The following post was started quite some time ago, but sat waiting to be finished as life intervened and my focus shifted from talking about and making art to paying my rent. Now that I’ve regained a semblance of normalcy, it’s time to return to my much neglected blog.
A while back a writer friend of mine suggested I should read Ex Libris by Anne Fadiman, a book about the experiences in reading and, by extension books. It had come up as part of a discussion of our mutual, if slightly differing, love of books. To use Fadiman’s terms my friend’s love of books tends towards the carnal, consuming both their soul (the words and ideas) and their body (annotating pages, breaking spines) while mine tends toward a courtly love where, in addition to appreciating the words, the book as an object is something to be venerated. As with most things, the middle ground is more populous than either extreme and though I may choose to copy passages of interest into a notebook rather than marking the original text I’m sure Ms. Fadiman would be pleased to know that a copy of her book lies spine up, pages splayed on my desk, paused in the reading, rather than stopped.
Biblioteca de la Real Academia de la Lengua Madrid, Candida Höfer
The point I am gradually coming to is that there is something about the book as an object that appeals to me. So much so that I have tried to capture, with limited success, this fascination on film (see group 04 in the photography section of the main website). Many of the photos were shot at the Prelinger Library in San Francisco, a place created in defense of the activity of browsing. For those interested, an article on the library appeared in the May 2007 issue of Harper’s and was accompanied by images by Jason Fulford and Tamara Shopsin. If you appreciate a good library, you should also check out the series of library photographs by Candida Höfer (though her images tend to be more about the spaces than the books).
Thought Book, 2001, Abelardo Morell
When considering books as a subject for photography many people reference Abelardo Morell. I have to admit I also associated Morell with his Book of Books (which I finally picked up at Green Apple Books recently) and his camera obscura work. I also thought of him as working exclusively in black and white. In January, however, I saw him speak and was surprised to see a range of work from early street photography to his most recent experiments with making camera-less images and even shooting in color.

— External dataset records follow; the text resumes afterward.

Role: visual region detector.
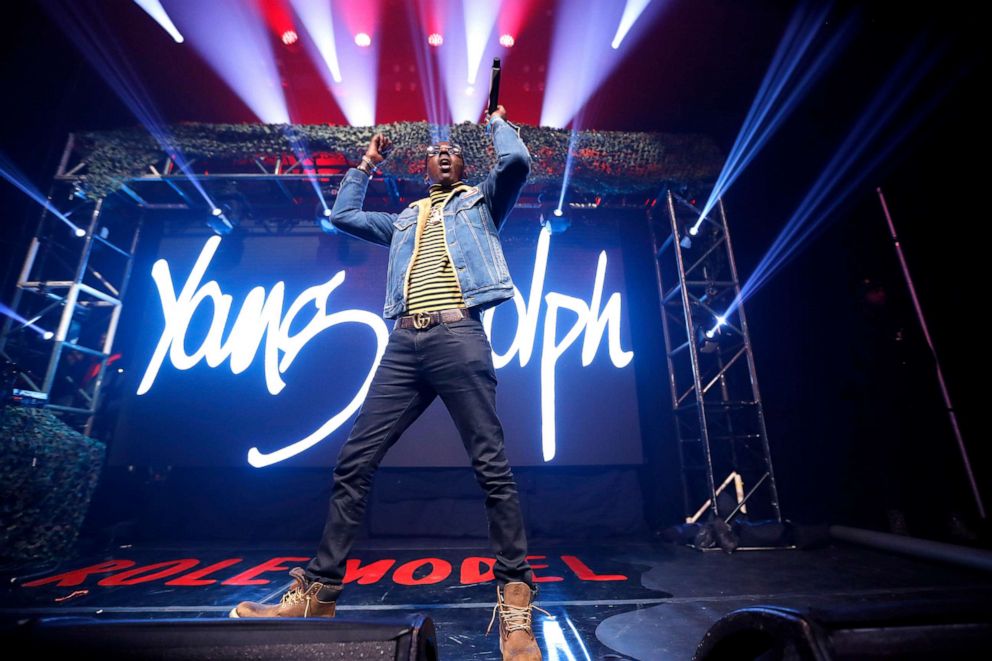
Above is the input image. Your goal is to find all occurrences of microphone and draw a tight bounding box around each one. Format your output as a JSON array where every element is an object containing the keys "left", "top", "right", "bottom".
[{"left": 486, "top": 57, "right": 500, "bottom": 115}]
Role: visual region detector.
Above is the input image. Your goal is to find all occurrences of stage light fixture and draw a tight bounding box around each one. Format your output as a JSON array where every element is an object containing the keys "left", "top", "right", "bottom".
[
  {"left": 541, "top": 209, "right": 572, "bottom": 234},
  {"left": 207, "top": 204, "right": 235, "bottom": 236}
]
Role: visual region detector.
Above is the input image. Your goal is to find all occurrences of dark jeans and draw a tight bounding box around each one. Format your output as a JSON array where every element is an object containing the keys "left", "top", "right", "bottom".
[{"left": 306, "top": 312, "right": 534, "bottom": 588}]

Upshot, 2003, Thomas M. Allen
One of the reasons people probably photograph books is that they are so convenient, they’re everywhere. It was probably a rainy day and Thomas M. Allen first started cutting up and photographing the pulp novels that ended up in his book Uncovered. There is also something romantic about books, the accumulation of knowledge they symbolizes or the possible worlds and stories they hold between their covers. Their influence reaches beyond their pages, shaping the way people see the world. Interacting with books from an early age can leave a lasting impression as I imagine it did with Marc Joseph. His series New and Used, a series of used book and record shops, shows a love for these objects, the search for and collection of them, and the life they lead when their original owners have given them up.
Something caused all these artists to consider either the book itself or the life of books. So, though many have proclaimed the death of print, books still seem to hold some cultural resonance. Will there ever be a time when people will look at these varied portrayals and not recognize books? It seems more likely that images of books will become quaint, like pictures of rotary phones, but I doubt they will ever be unreadable.